I’m a novice when it comes to the language as a heads up. But my understanding is that generally most of these incredibly vulgar ways of saying “you” came about because they were originally actually respectful ways of referring to someone. But as time passed, people began using them ironically. So a term that was originally respectfully used to refer to someone of higher status is now only used if you’re basically cursing someone out.
Japanese doesn’t really have swear words, it’s mostly just words that are incredibly disrespectful or otherwise inappropriate for certain context.
There’s also 貴様 (kisama) which is basically so comically rude because, to my understanding, saying it implies everyone is inferior to you by default.
Edit: it’s also worth noting that saying “you” isn’t very common in Japanese in general. Usually you’d just refer to someone by their name. So even otherwise tame versions of you can still be inappropriate in the wrong circumstances. Not to the degree of these though.
loose butthole
though now that I think about it, simply “butthole” would be enough. everyone has one, still feels offensive enough and works universally.
the answer is obviously “weatherboy”
Is that a reference to something?
Wouldnt you like to know Weatherboy
I guess I was really only half curious
knowyourmeme.com/…/wouldnt-you-like-to-know-weath…
Thanks, that is amazing and has improved my morning significantly!

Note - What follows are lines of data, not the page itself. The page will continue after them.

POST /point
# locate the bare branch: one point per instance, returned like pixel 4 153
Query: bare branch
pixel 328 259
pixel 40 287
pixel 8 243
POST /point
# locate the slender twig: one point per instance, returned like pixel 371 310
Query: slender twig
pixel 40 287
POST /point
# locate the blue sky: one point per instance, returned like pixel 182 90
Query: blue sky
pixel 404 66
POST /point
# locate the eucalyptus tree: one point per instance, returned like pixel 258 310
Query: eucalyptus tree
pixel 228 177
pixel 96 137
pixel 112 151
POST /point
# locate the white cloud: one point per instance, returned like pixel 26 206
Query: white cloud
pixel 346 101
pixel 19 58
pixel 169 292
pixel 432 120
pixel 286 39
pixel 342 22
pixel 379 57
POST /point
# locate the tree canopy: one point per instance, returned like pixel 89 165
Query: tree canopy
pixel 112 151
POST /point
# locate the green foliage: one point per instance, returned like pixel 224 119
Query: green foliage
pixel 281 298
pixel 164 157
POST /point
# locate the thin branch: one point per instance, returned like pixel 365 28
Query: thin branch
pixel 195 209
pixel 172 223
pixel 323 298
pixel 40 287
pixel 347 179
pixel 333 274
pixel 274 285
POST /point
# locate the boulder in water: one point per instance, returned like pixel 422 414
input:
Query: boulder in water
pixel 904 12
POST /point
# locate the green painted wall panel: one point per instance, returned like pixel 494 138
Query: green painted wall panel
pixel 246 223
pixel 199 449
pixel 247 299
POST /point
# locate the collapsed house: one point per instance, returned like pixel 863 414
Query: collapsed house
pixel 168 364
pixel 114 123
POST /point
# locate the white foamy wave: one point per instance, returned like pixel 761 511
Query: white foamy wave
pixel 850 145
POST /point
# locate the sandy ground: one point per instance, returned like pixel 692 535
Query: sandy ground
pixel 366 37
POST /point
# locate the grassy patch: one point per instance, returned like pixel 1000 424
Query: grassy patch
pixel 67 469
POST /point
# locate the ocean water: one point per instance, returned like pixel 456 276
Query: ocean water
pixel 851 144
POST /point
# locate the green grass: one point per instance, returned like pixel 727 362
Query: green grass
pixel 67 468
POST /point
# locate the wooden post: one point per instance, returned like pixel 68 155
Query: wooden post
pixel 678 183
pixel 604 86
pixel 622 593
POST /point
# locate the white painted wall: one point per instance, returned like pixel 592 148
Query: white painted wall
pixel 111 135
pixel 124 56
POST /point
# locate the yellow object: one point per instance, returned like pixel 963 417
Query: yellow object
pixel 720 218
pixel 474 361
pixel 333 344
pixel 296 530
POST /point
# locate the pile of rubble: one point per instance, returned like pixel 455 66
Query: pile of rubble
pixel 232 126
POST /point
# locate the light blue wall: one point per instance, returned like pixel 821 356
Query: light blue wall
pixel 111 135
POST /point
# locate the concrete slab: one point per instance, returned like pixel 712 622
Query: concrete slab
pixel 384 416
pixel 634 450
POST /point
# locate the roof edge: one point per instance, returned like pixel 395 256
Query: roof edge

You could go full British. “You absolute/complete/total (any noun)”
You absolute sponge.
You complete brick.
You total signpost.
Its all in the delivery. Say it with enough malice and anything is an insult.
**Puts on British voice
‘‘You tooting foghorn of ignorance’’
you UTTER building material
You fucking spanner.
Cancer sufferer works in the Netherlands
Ouch, that’s brutal
Kankerlijer. You can replace cancer with any of a number of other nasty diseases.
It’s also customary to tell someone “get cancer!” (krijg de kanker), “get tuberculosis!” (krijg de pleuris) or “get leprosy!” (krijg het lazarus). All map to English-language sentiments such as “eat shit and die” or “fuck off.”
You can also just use “cancer” as a prefix to anything that happens to piss you off: cancer-influencers, cancer-sandwich, whatever. And the same goes for other diseases.
I personally prefer “klootzak,” which means ball bag. The word rolls off the tongue so nicely. But then, everything said in Dutch sounds aggressively pejorative, even sweet talk.
Republican
Definitely a slur
Lately I’ve been a big fan of “bungalow”, to signify that someone has nothing upstairs.
Bollocks
hairy bollocks
Cheese hole
Chuckles and giggles are my goto ones depending on how aggressively stupid someone is acting.
“Fargin Bastages”.
Call someone sticky, and dont use it like an insult say it like you are being genuine. If they try to hand you something shy away and be like “oh um no I’m sorry, you’re just kinda sticky” garentee that’ll leave a mark
cunt
American
Bro said the A-word 💀
And if you wanna feel extra spiteful, use American’t
Make it sound like Americunt.
Twat
Champ.
Yahoo#1: “The Earth is flat, didn’t you know?”
You: “Alright, Champ.”
Poes
The top turd here in the US is definitely a cockwomble
Pimmel.
I posted before but I remembered the true best non-slur you can say:
“Who is this clown?”
It not only calls them a clown, but implies they aren’t even a good enough clown to be recognizable.